The given function can be rewritten as

\[f\left( x \right) = \begin{cases}\frac{\sin \left( a + 1 \right) x + x \sin x}{x}, \text{ for}  x < 0 \\ c ,\text{  for }  x = 0 \\ \frac{\sqrt{x + b x^2} - \sqrt{x}}{b x^\frac{3}{2}} , \text{ for } x > 0\end{cases}\]

\[\Rightarrow f\left( x \right) = \begin{cases}\frac{\sin \left( a + 1 \right)x + \sin x}{x}, \text{ for }  x < 0 \\ c , \text{ for } x = 0 \\ \frac{\sqrt{1 + bx} - 1}{bx} , \text{ for }  x > 0\end{cases}\]

We have
(LHL at x = 0) =  \[\lim_{x \to 0^-} f\left( x \right) = \lim_{h \to 0} f\left( 0 - h \right) = \lim_{h \to 0} f\left( - h \right)\]

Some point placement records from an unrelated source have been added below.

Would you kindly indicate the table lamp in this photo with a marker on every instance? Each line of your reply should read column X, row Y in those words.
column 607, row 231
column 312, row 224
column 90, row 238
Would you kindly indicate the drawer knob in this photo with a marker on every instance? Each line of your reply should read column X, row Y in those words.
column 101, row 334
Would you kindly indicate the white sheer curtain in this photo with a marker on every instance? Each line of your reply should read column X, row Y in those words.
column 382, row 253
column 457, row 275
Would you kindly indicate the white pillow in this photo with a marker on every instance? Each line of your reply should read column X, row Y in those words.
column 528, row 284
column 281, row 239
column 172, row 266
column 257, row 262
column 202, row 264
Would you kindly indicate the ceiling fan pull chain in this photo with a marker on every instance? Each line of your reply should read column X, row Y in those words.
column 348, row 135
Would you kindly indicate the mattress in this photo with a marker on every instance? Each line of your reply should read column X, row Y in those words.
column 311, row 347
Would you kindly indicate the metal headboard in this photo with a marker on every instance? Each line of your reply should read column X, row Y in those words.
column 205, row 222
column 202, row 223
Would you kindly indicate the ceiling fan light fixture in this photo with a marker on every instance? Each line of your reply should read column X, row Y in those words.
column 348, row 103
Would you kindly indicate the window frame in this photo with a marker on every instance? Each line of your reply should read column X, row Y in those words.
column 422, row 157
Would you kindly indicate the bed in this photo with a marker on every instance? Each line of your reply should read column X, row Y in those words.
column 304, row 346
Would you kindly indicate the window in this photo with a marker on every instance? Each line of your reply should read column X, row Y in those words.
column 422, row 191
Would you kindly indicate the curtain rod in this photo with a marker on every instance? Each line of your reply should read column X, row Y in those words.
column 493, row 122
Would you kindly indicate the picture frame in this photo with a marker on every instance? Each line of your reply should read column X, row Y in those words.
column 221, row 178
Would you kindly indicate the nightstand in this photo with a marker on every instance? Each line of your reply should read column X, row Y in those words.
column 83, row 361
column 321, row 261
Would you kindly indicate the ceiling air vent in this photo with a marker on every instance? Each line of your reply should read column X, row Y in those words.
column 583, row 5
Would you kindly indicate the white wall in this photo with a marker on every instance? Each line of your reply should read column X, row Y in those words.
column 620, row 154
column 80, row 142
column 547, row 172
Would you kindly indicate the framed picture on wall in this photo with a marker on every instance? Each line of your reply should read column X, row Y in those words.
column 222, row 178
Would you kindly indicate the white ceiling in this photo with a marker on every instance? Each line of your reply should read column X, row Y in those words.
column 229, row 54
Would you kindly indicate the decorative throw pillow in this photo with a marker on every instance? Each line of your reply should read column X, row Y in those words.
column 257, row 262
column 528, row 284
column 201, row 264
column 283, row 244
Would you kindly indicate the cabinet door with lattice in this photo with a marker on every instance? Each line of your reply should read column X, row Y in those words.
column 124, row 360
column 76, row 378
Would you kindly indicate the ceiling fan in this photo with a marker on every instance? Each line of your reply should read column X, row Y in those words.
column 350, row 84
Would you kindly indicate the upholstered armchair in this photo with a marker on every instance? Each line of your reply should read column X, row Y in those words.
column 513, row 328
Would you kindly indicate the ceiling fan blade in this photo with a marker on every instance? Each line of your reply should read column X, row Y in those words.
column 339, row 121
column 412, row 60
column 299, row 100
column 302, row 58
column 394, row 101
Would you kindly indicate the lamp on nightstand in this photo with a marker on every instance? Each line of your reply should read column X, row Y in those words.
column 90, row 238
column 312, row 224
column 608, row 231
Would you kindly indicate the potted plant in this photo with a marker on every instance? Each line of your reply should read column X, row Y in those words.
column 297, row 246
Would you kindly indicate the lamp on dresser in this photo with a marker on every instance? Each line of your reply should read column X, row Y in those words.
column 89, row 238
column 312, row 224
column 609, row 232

\[= \lim_{h \to 0} \left[ \frac{- \sin \left( a + 1 \right)h - \sin \left( - h \right)}{h} \right] = \lim_{h \to 0} \left[ \frac{- \sin \left( a + 1 \right)h}{h} - \frac{\sin h}{h} \right]\]

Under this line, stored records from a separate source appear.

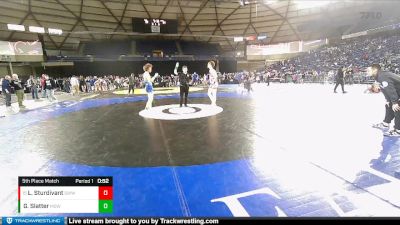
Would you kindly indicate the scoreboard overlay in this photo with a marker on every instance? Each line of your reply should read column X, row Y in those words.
column 65, row 195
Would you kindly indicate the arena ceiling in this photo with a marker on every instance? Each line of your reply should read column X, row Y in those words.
column 203, row 20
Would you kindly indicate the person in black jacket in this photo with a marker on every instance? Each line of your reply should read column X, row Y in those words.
column 184, row 79
column 19, row 90
column 339, row 79
column 49, row 86
column 390, row 87
column 6, row 86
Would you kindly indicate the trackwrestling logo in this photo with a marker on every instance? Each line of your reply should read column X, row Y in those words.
column 33, row 220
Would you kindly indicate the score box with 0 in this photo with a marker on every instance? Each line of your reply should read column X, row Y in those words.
column 65, row 195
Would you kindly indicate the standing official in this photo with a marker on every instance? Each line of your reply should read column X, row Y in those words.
column 390, row 87
column 340, row 79
column 184, row 79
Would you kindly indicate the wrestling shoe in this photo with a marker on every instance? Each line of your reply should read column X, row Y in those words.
column 381, row 126
column 392, row 133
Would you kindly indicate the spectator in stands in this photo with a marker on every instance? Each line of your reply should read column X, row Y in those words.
column 18, row 86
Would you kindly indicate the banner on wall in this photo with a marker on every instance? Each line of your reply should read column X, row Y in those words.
column 21, row 48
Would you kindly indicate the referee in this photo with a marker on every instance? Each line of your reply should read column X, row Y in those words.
column 390, row 86
column 184, row 79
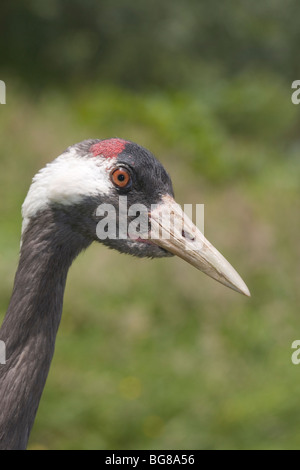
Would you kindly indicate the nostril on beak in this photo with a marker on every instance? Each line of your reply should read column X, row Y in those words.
column 188, row 236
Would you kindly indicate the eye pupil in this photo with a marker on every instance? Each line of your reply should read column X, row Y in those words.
column 121, row 178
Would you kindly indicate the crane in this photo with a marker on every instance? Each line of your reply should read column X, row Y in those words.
column 61, row 218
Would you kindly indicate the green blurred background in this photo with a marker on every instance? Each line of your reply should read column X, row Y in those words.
column 153, row 354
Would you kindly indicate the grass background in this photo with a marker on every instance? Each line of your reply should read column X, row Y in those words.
column 153, row 354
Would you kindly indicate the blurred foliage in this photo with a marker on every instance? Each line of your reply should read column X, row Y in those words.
column 154, row 355
column 147, row 44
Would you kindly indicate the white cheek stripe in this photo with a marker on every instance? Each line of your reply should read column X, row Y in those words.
column 66, row 180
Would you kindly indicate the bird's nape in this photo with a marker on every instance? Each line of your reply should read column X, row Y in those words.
column 60, row 219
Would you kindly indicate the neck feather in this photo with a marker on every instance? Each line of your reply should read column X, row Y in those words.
column 32, row 320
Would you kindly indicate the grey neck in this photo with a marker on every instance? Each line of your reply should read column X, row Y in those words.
column 31, row 322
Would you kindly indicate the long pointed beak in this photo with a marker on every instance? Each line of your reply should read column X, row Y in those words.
column 172, row 230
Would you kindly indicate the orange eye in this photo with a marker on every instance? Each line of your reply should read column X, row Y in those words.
column 121, row 177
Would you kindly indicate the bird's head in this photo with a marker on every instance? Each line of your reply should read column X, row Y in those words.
column 116, row 192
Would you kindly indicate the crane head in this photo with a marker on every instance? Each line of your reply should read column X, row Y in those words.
column 116, row 192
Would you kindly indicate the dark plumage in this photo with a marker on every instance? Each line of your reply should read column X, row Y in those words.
column 60, row 220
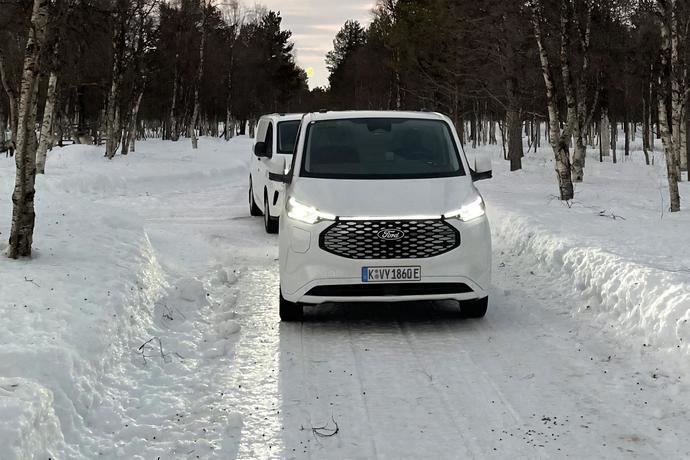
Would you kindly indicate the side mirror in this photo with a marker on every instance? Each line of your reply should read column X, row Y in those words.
column 282, row 178
column 260, row 150
column 482, row 168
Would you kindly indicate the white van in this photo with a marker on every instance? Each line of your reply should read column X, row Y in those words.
column 273, row 146
column 381, row 206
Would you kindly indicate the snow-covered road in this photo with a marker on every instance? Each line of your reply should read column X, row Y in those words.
column 531, row 380
column 416, row 380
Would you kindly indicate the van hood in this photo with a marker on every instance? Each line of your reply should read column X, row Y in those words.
column 385, row 198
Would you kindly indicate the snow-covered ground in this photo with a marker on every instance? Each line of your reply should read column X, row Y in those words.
column 146, row 325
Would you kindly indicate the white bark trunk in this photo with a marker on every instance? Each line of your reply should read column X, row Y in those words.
column 23, row 214
column 200, row 74
column 47, row 125
column 670, row 129
column 558, row 139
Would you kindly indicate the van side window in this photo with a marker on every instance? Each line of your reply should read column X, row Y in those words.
column 269, row 139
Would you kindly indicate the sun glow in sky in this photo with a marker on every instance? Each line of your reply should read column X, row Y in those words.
column 314, row 24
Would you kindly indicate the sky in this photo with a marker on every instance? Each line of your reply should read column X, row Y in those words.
column 314, row 24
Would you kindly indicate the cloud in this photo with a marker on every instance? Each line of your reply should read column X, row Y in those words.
column 314, row 24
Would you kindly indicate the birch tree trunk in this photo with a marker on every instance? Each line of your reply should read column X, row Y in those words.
column 47, row 125
column 558, row 138
column 229, row 125
column 11, row 96
column 174, row 130
column 113, row 127
column 605, row 133
column 197, row 84
column 669, row 100
column 23, row 214
column 581, row 119
column 134, row 120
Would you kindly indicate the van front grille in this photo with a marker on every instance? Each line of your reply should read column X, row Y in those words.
column 389, row 239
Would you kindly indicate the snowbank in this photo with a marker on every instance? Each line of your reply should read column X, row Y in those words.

\[= - \left( a + 1 \right) \lim_{h \to 0} \left[ \frac{\sin \left( a + 1 \right)h}{\left( a + 1 \right)h} \right] - \lim_{h \to 0} \frac{\sin h}{h} = - a - 1\]

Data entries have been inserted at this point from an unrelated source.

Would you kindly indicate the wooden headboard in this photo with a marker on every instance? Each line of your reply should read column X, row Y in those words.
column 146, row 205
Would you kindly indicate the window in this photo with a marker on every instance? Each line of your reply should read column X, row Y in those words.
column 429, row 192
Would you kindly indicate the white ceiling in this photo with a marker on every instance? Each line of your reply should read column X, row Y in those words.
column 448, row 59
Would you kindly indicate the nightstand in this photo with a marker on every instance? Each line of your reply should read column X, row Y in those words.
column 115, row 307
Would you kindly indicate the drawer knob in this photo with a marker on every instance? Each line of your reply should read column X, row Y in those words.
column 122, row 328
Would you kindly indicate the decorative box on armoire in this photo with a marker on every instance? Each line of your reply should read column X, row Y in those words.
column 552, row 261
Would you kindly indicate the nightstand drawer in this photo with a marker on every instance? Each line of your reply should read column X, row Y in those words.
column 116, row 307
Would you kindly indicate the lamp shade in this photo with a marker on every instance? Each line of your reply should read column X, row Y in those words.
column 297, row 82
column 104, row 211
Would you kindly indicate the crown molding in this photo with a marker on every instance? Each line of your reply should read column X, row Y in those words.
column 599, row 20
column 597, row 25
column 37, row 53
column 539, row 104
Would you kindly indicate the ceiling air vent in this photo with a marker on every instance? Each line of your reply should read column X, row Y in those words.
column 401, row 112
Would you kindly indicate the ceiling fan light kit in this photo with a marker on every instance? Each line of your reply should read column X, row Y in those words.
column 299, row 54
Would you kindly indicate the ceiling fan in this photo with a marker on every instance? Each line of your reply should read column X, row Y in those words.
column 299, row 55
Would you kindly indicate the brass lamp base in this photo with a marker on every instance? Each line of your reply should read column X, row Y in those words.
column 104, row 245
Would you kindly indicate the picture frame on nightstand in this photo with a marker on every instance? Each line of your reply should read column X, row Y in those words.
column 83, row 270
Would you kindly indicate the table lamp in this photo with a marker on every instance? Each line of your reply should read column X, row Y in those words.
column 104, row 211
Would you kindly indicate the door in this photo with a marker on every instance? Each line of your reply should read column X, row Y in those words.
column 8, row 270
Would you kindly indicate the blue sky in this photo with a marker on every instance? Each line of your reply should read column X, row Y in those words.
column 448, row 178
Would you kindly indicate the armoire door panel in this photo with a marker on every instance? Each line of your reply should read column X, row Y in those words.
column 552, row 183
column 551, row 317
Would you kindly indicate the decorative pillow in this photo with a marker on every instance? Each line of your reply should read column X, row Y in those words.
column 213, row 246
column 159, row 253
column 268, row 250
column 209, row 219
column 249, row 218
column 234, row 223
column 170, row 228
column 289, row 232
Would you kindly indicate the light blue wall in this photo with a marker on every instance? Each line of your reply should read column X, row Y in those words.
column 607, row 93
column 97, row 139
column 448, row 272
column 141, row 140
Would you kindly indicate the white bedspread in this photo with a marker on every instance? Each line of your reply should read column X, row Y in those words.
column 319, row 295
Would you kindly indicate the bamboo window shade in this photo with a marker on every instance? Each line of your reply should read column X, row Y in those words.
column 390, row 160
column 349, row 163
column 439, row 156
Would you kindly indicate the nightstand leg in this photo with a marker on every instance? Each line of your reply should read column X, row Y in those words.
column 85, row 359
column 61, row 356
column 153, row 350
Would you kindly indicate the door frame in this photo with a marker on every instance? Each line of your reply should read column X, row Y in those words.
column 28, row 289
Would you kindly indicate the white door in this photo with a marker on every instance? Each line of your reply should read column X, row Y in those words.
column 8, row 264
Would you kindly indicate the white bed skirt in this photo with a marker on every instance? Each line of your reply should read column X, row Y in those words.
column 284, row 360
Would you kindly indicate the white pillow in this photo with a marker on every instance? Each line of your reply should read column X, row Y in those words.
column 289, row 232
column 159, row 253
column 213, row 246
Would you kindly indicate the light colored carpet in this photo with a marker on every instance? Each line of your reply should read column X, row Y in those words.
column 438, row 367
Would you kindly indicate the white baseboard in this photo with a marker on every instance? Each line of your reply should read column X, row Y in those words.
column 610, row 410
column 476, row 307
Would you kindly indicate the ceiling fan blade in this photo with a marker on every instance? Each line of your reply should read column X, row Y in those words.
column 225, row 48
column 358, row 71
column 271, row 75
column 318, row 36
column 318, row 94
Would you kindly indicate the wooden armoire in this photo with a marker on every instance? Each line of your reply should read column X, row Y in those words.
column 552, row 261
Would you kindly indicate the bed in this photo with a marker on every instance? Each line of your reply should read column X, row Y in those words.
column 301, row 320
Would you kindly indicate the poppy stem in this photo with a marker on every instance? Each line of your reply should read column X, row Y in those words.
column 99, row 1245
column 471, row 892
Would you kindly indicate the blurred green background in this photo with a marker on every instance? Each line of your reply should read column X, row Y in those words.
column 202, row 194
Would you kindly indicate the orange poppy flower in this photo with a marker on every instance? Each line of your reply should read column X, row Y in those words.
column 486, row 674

(RHL at x = 0) =  \[\lim_{x \to 0^+} f\left( x \right) = \lim_{h \to 0} f\left( 0 + h \right) = \lim_{h \to 0} f\left( h \right)\]

\[\lim_{h \to 0} \left( \frac{\sqrt{1 + bh} - 1}{bh} \right) = \lim_{h \to 0} \left( \frac{bh}{bh\left( \sqrt{1 + bh} + 1 \right)} \right) = \lim_{h \to 0} \left( \frac{1}{\left( \sqrt{1 + bh} + 1 \right)} \right) = \frac{1}{2}\]

Also,  \[f\left( 0 \right) = c\] 

If  \[f\left( x \right)\]  is continuous at x = 0, then

\[\lim_{x \to 0^-} f\left( x \right) = \lim_{x \to 0^+} f\left( x \right) = f\left( 0 \right)\] 

\[\Rightarrow - a - 1 = \frac{1}{2} = c\]

\[\Rightarrow - a - 1 = \frac{1}{2} \text{ and } c = \frac{1}{2}\]

\[\Rightarrow a = \frac{- 3}{2}\] \[, c = \frac{1}{2}\]

Now,

\[\frac{\sqrt{1 + bx} - 1}{bx}\]  exists only if  \[bx \neq 0 \Rightarrow b \neq 0\]

Thus,  \[b \in R - \left\{ 0 \right\}\].